The Disaster Artist (James Franco, USA) — Midnight Madness
By Adam Nayman
The pivotal moment in The Disaster Artist—James Franco’s absorbing, hall-of-mirrors adaptation of Greg Sestero’s combination memoir/tell-all about his participation in the making of The Room, which some have called the worst movie ever made—comes when oddball-narcissist-auteur-polymath Tommy Wiseau (played, naturally, by oddball-narcissist-auteur-polymath Franco) is humiliated at a Hollywood restaurant by a powerful producer played by powerful producer Judd Apatow: watching Franco, in full Eurotrash drag, be definitively rejected by the man who in reality made his career by casting him in Freaks and Geeks is headily self-reflexive stuff.

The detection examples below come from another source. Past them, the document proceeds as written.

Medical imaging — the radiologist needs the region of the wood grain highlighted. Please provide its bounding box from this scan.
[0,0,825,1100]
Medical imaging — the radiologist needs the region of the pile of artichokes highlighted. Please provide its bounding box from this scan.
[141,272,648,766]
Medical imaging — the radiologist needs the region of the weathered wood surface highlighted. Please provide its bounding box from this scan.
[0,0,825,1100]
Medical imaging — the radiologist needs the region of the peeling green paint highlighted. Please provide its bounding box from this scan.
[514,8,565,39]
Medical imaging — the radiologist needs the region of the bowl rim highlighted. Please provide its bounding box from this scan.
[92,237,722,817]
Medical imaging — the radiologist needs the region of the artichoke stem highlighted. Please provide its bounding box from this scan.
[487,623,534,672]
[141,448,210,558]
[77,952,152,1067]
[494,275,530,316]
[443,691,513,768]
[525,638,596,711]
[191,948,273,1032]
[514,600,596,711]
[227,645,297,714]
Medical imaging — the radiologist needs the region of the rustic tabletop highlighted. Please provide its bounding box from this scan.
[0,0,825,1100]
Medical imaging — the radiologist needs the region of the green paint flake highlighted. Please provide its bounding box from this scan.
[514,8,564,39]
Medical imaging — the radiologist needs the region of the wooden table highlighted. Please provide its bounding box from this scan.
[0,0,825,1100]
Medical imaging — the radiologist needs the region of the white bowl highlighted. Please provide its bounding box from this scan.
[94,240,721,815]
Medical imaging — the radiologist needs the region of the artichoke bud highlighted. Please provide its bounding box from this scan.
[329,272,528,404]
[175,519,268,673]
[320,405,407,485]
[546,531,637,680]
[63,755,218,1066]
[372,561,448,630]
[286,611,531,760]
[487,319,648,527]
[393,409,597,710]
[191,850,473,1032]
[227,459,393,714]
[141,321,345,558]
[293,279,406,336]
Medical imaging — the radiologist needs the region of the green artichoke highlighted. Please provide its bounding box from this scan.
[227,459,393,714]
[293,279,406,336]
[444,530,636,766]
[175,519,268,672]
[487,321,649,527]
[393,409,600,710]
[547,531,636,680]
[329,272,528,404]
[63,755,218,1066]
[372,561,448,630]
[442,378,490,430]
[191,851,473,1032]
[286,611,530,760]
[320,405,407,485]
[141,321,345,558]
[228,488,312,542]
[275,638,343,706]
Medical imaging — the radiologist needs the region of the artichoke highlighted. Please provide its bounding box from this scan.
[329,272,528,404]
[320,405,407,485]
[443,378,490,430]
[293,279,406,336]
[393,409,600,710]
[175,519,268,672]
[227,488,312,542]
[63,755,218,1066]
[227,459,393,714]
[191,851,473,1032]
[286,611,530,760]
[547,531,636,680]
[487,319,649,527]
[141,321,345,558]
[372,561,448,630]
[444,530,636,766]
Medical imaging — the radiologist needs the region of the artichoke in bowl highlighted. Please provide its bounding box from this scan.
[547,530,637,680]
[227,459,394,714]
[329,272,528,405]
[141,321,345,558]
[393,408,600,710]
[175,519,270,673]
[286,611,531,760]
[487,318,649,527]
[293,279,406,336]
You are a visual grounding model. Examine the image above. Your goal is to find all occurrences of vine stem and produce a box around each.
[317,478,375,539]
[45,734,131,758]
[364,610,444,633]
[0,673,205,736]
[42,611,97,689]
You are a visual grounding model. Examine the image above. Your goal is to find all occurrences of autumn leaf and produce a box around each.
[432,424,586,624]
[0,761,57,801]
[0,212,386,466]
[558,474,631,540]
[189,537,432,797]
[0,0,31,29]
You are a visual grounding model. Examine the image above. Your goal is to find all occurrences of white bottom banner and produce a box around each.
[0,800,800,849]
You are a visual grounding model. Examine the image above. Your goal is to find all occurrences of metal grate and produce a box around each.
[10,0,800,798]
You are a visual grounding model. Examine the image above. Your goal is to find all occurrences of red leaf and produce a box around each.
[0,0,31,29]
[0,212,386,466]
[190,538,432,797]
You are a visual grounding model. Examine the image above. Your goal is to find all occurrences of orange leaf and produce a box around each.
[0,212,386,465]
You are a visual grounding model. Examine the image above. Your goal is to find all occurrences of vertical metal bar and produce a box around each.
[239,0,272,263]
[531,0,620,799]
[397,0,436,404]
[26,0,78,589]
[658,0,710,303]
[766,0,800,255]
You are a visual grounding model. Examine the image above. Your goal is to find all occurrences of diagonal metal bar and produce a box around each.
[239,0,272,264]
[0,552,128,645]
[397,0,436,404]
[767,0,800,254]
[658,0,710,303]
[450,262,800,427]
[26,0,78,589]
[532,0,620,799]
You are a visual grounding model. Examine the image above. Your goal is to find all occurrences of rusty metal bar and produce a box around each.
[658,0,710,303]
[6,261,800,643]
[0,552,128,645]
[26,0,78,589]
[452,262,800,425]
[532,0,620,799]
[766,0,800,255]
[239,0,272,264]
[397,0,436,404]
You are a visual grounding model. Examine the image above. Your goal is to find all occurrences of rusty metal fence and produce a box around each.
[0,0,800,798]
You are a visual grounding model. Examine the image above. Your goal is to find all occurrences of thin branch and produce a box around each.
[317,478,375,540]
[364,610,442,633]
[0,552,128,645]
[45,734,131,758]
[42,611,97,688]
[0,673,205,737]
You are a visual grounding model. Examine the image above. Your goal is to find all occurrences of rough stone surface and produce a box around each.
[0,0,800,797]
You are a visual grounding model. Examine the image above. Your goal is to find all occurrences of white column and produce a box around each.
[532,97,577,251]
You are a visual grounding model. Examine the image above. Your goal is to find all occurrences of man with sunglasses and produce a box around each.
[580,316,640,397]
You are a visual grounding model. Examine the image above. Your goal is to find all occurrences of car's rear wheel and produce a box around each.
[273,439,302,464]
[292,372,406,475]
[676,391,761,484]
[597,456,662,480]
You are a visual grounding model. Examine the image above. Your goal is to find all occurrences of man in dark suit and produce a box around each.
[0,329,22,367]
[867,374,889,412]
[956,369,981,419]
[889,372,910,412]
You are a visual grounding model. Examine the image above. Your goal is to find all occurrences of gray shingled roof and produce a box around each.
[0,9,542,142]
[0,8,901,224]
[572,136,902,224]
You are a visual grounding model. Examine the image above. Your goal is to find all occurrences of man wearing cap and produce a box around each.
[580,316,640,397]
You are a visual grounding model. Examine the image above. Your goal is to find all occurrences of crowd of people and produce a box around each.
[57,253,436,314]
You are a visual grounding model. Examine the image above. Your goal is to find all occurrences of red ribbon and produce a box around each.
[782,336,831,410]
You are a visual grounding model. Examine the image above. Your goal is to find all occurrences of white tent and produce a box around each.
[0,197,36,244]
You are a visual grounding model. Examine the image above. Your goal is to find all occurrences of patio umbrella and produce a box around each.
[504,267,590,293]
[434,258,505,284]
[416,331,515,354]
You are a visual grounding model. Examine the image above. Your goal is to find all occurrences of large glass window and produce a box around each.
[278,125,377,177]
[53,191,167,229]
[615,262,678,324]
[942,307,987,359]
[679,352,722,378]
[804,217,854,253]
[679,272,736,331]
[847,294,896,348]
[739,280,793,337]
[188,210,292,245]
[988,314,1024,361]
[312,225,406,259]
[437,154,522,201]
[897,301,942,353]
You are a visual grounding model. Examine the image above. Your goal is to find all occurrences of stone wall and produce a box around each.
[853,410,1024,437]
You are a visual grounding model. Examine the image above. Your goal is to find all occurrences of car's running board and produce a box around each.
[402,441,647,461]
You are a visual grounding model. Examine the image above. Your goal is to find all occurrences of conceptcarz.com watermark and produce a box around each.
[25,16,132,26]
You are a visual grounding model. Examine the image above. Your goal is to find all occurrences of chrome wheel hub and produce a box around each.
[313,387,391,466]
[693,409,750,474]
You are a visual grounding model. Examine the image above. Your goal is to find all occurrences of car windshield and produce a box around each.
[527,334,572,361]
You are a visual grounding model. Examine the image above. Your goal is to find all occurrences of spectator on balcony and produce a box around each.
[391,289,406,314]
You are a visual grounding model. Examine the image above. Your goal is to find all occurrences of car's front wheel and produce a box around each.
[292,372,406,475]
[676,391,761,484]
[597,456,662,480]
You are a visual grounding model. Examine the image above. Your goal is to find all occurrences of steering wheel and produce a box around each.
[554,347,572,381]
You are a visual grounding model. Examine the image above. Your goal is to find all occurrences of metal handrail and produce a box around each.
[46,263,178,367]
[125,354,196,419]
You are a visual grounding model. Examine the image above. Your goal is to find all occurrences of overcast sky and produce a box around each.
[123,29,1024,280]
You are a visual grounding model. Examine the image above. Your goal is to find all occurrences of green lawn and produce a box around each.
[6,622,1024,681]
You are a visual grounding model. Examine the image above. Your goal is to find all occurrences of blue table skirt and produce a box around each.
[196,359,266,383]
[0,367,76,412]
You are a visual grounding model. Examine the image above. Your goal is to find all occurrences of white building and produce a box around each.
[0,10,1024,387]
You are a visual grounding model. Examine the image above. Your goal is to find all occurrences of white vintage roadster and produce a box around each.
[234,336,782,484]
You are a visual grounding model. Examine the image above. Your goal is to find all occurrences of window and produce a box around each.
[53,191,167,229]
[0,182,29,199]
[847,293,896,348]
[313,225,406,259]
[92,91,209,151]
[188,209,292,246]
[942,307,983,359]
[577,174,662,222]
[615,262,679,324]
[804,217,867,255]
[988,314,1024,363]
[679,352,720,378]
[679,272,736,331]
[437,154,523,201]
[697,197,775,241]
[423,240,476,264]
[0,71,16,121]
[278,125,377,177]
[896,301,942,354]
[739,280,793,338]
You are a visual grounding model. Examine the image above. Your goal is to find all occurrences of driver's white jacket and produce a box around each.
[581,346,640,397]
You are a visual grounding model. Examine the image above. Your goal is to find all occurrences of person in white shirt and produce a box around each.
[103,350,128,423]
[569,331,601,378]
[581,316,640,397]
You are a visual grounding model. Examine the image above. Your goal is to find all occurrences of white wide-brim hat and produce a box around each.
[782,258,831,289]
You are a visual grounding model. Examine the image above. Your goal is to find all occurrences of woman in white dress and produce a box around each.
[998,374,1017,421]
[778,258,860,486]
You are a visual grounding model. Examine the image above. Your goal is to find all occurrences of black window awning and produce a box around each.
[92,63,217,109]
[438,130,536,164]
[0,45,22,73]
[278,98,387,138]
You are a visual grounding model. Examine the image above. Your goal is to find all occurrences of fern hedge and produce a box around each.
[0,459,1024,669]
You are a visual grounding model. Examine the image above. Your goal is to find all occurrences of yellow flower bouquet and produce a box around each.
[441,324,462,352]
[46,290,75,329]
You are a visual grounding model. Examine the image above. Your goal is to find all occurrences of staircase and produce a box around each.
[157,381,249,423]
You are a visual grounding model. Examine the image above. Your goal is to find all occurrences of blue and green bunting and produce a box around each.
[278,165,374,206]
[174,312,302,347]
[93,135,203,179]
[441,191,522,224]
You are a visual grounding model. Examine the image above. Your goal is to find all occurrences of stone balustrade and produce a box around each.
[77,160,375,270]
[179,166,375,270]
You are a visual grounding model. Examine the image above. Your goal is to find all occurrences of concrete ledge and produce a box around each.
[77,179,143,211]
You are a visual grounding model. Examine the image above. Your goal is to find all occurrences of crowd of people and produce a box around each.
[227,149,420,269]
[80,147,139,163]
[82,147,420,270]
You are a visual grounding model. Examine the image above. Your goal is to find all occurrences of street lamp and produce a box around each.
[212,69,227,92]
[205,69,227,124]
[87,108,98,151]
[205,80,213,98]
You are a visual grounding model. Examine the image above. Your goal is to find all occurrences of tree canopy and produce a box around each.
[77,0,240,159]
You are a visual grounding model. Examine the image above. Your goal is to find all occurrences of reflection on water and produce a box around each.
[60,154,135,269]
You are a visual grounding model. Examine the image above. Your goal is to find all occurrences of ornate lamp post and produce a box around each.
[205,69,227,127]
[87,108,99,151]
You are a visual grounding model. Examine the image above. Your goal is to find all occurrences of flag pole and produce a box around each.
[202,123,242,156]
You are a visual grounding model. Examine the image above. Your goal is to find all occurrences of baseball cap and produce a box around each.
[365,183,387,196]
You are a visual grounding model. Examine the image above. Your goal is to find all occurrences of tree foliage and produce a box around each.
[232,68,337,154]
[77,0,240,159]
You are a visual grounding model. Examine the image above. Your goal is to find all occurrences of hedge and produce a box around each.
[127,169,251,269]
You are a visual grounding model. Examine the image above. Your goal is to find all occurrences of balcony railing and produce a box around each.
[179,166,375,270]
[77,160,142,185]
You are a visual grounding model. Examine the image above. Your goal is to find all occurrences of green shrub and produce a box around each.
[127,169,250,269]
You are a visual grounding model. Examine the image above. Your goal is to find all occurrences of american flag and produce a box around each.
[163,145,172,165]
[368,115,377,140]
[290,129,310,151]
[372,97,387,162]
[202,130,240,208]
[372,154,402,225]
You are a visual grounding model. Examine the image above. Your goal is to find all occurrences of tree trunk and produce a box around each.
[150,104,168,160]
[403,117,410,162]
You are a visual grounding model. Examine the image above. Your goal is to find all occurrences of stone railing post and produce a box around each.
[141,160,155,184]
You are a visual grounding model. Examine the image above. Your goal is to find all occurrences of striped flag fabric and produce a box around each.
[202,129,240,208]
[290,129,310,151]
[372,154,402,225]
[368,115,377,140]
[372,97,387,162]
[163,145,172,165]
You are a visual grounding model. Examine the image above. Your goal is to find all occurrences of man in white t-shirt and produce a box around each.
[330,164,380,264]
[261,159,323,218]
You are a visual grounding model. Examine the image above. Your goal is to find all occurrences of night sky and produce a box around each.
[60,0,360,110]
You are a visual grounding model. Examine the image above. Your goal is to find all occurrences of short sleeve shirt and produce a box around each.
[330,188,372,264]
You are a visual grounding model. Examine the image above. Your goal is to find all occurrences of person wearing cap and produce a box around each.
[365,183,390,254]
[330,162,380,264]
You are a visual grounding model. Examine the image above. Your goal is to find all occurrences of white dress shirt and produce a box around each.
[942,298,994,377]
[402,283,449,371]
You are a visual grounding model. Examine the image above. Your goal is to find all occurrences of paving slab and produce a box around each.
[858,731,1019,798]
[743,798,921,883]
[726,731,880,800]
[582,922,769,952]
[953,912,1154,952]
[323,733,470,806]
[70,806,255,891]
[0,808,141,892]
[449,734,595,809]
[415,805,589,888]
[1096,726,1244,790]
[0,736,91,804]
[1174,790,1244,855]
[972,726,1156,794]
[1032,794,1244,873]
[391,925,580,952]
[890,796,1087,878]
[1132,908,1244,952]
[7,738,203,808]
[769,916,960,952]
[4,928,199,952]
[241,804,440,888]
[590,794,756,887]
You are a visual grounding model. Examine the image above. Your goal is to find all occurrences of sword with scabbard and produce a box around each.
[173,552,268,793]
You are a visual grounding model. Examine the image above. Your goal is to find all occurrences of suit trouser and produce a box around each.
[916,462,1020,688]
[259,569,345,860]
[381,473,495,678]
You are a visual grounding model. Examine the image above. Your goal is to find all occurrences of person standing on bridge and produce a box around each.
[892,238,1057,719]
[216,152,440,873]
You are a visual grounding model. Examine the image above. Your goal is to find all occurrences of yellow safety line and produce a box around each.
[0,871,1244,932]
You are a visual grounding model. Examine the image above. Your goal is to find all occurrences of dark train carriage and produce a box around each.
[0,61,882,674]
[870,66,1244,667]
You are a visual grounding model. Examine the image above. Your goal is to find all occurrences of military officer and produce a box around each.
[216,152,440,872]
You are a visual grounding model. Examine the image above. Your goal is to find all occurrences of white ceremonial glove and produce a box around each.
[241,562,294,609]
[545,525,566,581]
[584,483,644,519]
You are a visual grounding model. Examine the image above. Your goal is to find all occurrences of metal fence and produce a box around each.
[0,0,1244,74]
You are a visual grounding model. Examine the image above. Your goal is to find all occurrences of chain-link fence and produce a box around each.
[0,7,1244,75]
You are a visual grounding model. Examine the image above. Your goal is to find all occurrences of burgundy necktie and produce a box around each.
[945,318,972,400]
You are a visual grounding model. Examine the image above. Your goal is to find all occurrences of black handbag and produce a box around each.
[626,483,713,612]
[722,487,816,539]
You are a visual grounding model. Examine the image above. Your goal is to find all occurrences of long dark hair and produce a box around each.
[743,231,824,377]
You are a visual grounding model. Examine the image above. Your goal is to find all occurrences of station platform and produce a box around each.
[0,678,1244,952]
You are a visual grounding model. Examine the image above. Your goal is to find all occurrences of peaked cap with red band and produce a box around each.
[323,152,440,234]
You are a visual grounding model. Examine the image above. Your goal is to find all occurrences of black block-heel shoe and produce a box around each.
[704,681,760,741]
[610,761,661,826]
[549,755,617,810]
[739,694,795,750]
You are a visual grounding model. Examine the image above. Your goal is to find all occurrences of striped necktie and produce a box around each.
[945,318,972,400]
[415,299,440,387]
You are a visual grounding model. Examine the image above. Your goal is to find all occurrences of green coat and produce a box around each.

Even when it’s about losers, history is written by the winners, but the potential unseemliness of Franco and all his funny brothers in arms ganging up—and the gang is all here, from literal brother Dave to artistic sibling Seth Rogen to satellite players Nathan Fielder, Jason Mantzoukas, and a truly priceless Zac Efron—to mythologize the woebegone Wiseau is offset by the fact of Tommy’s Pyrrhic victory. As the closing titles suggest, The Room has made its creator an icon of sorts, as well as a wealth(ier) man, so who’s to say he can’t take a joke—especially one that calculatedly sanitizes its source material (in a way not so different from Tim Burton’s Ed Wood [1994])? Everything here depicting the making of Wiseau’s magnum opus is detailed and hilarious, and the Apatowian plot mechanics and underlying bromantic themes—which essentially boil down to “I love you, man”—don’t do any real harm. For this viewer, the big question coming out the theatre is not whether or not James Franco truly understands or empathizes with Tommy Wiseau’s need to be liked on his own bizarre terms (my guess is yes), but rather if he’s seen Beau Travail—why else would he use “Rhythm of the Night” over the end credits?